Materials and methods: The medication module offered 4 entry methods: picklist, National Drug Code (NDC), free-text, and portal import, with the first 2 leveraging RxNorm and openFDA APIs. Patients from an integrated delivery network (IDN) created medication lists and recorded daily use in the app's diary. Pharmacists evaluated medication accuracy by reviewing patient-uploaded medication images. Usability was measured using the System Usability Scale (SUS). Concordance was assessed by comparing Electronic Health Records (EHR) with diary entries.
Results: Over a 14-day period, 85 patients entered 617 medications, with 533 logged in the diary representing current use. Picklist was the most used entry method. Overall medication entry accuracy was 92% (picklist 97%; NDC 87%; free-text 84%; and portal import 100%). The mean system usability score was 56.5 for the study app (patients) and 80.8 for the medication module (pharmacists). EHR concordance with diary entries was low (25% using the 14-day window; 53% using a 1-year window); most unmatched entries were over-the-counter (OTC) medications.

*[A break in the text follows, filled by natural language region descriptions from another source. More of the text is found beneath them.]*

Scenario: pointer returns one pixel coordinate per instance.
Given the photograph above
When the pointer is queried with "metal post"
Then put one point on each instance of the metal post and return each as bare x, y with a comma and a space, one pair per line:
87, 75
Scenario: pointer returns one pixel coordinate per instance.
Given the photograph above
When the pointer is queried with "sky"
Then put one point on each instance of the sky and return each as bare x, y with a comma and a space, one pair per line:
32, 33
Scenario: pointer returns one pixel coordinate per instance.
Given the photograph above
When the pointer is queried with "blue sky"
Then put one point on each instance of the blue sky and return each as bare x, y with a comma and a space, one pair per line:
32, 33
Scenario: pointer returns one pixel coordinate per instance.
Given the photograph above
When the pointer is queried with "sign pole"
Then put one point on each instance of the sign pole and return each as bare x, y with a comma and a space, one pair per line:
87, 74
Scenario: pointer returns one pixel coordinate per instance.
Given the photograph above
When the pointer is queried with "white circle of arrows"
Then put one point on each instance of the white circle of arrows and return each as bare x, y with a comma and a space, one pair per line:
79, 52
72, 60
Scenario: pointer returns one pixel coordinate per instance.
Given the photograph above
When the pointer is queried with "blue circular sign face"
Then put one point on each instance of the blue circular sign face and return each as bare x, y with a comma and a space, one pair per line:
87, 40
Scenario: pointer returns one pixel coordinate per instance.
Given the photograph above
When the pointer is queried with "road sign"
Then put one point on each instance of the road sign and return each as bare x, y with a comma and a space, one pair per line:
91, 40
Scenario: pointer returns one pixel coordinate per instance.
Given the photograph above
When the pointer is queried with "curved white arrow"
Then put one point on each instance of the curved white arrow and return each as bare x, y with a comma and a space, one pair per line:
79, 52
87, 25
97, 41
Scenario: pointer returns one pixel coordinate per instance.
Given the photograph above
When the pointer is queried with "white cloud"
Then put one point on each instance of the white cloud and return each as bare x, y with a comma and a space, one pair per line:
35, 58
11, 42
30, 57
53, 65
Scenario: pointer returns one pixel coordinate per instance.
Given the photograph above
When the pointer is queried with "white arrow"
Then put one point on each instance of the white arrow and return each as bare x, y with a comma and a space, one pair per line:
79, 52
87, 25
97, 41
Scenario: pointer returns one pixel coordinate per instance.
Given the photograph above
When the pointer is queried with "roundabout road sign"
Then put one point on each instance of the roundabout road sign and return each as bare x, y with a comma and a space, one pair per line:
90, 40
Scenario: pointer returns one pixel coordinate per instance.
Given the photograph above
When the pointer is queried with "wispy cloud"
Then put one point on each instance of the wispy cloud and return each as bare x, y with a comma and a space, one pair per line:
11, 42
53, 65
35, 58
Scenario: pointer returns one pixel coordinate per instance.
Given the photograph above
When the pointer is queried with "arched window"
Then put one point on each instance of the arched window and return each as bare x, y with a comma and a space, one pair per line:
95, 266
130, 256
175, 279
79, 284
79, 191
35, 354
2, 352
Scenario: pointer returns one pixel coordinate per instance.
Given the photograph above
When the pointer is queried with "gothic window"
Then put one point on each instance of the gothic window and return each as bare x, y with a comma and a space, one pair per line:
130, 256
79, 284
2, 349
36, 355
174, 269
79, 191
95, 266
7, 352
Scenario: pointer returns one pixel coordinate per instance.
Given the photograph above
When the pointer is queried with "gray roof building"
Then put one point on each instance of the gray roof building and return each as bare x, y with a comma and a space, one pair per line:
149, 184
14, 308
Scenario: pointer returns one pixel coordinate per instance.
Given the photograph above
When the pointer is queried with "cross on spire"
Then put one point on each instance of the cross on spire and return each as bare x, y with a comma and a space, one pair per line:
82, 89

Discussion: Accurate and complete medication records are essential for the safe and effective use of medications. This patient-centric medication module supported accurate capture of prescription and OTC medications. Gaps in EHR data highlight the need to improve medication record accuracy and reconciliation.
Conclusion: Patient-generated health data can have a central role in creating the "Best Possible Medication History" envisioned by the World Health Organization.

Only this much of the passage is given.